KEY POINTS:
Massey University says its partnership with a leading Indian IT company is reaping rewards for local technology companies and five have signed potentially lucrative export deals in the first six months of the relationship.
Massey's Albany-based business incubator, e-centre Limited, formed a partnership this year with Indian technology services business CMC aimed at brokering export deals for New Zealand IT companies.
The joint initiative, called the CMC Technology Export Centre (CMCTEC), has so far resulted in agreements between CMC and five local businesses: Jade Software, QLBS, Sonar6, SMX and Digital Learning Systems.
Massey's own graduate school of business has also penned an agreement with CMC aimed at developing management education opportunities.
It is not possible to put a value on the deals because they have been based around building "strategic relationships" or agreements with CMC to resell the New Zealand companies' technology in India.
However, Hamish Coop, CMCTEC's head of commercial, estimated revenue from the three latest deals involving Sonar6, SMX and Digital Learning Systems would be in the millions over the next year.
"We started CMCTEC to give New Zealand technology companies better and easier access to a critical international market.
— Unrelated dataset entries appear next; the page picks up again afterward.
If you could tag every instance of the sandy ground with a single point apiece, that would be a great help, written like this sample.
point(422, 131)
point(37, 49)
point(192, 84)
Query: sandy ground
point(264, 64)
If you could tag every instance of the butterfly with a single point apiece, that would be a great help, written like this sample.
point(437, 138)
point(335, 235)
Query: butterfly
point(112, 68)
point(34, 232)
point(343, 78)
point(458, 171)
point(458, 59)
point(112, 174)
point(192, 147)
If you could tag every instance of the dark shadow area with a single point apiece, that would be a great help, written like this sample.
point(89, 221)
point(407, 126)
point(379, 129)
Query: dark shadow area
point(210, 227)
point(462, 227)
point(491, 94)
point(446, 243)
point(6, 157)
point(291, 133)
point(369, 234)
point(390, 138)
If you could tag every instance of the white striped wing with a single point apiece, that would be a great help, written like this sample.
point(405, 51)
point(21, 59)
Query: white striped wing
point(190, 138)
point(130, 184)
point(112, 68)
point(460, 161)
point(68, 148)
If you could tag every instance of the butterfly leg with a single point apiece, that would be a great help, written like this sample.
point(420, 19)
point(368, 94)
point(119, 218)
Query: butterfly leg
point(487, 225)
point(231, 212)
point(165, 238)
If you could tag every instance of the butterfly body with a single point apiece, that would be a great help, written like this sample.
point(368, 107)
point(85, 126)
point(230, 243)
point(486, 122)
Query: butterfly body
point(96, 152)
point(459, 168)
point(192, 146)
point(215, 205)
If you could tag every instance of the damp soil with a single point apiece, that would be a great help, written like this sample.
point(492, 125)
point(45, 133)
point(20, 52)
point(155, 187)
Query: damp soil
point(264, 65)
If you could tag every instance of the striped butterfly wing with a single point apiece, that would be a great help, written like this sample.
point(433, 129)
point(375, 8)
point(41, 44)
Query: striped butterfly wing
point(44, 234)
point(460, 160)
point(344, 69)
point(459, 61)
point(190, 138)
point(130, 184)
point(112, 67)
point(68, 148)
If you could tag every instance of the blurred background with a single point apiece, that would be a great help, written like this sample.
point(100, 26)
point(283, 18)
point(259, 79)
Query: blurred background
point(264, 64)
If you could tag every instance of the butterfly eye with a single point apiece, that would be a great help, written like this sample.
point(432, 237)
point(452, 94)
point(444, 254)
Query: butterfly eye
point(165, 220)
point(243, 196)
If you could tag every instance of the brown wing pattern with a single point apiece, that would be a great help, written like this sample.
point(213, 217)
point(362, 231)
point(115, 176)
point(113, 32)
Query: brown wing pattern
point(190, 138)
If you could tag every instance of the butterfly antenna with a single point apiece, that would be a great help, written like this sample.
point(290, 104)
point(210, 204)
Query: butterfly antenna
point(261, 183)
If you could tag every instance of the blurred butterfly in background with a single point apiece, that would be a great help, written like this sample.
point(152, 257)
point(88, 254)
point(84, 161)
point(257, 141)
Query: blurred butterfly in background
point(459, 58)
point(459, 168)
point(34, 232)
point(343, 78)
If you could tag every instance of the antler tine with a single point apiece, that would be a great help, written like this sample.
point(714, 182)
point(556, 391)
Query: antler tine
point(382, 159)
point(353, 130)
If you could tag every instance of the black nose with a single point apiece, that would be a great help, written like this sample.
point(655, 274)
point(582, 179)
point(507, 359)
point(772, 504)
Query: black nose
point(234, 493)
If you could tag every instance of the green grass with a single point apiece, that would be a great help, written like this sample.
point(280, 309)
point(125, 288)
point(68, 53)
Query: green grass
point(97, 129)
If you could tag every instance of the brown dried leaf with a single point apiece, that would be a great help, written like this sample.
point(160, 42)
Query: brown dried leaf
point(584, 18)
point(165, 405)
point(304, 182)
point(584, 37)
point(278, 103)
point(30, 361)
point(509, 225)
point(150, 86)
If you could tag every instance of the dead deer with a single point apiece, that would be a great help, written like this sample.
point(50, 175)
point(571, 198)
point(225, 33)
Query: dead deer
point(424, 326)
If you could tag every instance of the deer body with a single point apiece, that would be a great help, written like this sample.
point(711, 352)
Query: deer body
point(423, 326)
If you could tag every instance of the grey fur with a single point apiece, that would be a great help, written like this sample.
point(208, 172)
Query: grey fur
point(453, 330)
We are delighted to see these very positive results so quickly," Coop said.
"What we've got here is an opportunity for New Zealand companies to get involved with India in a relatively low-risk way. In a couple of years the whole world is going to be piling in. I think there is a window here of a year or two for Kiwi companies to buy their ticket on the Mumbai Express, if you like."
Coop said India's annual GDP growth rate was an impressive 9.2 per cent and the country's domestic ICT (information and communication technology) sector was growing even faster: about 25 per cent a year.
CMC's parent company, Tata Consultancy Services, a leading IT consulting, service and outsourcing company which is part of high-profile Indian conglomerate Tata Group, improved its revenues by 41 per cent last year, he said.
"We're partnering here with a large conglomerate so you're straight away much more able to build up trust and to build the relationship with that partner, whereas if you are trying to go across the market more broadly you're into competitive issues. It's often said, but the power of having that in-market partner really works."
Jesse Ball, managing director of anti-spam and anti-virus company SMX, said his business had identified India as a key market and was now finalising a licensing agreement under which CMC would sell the SMX's technology in India, Asia and the Middle East.
"[India] has always been on our roadmap but a company our size can't go global in a matter of months. That's why the strategy of working with a company like CMC is so well fitted for our growth," Ball said.
Trade and Enterprise ICT sector director Hans Frauenlob said partnering with multinationals such as CMC made sense.
"It enables Kiwi companies to overcome the classic barriers of size and distance."
Road to India
Companies doing business through CMCTEC, Massey University's venture with Indian IT firm CMC:
* SMX: Anti-spam and anti-virus software.
* Sonar6: Graphics-based "talent management" software.
* Digital Learning Solutions: E-learning platforms.
* Jade Software Corporation: Business software.
* QLBS: Management measurement systems.
* Massey University's Graduate School of Business: Management education.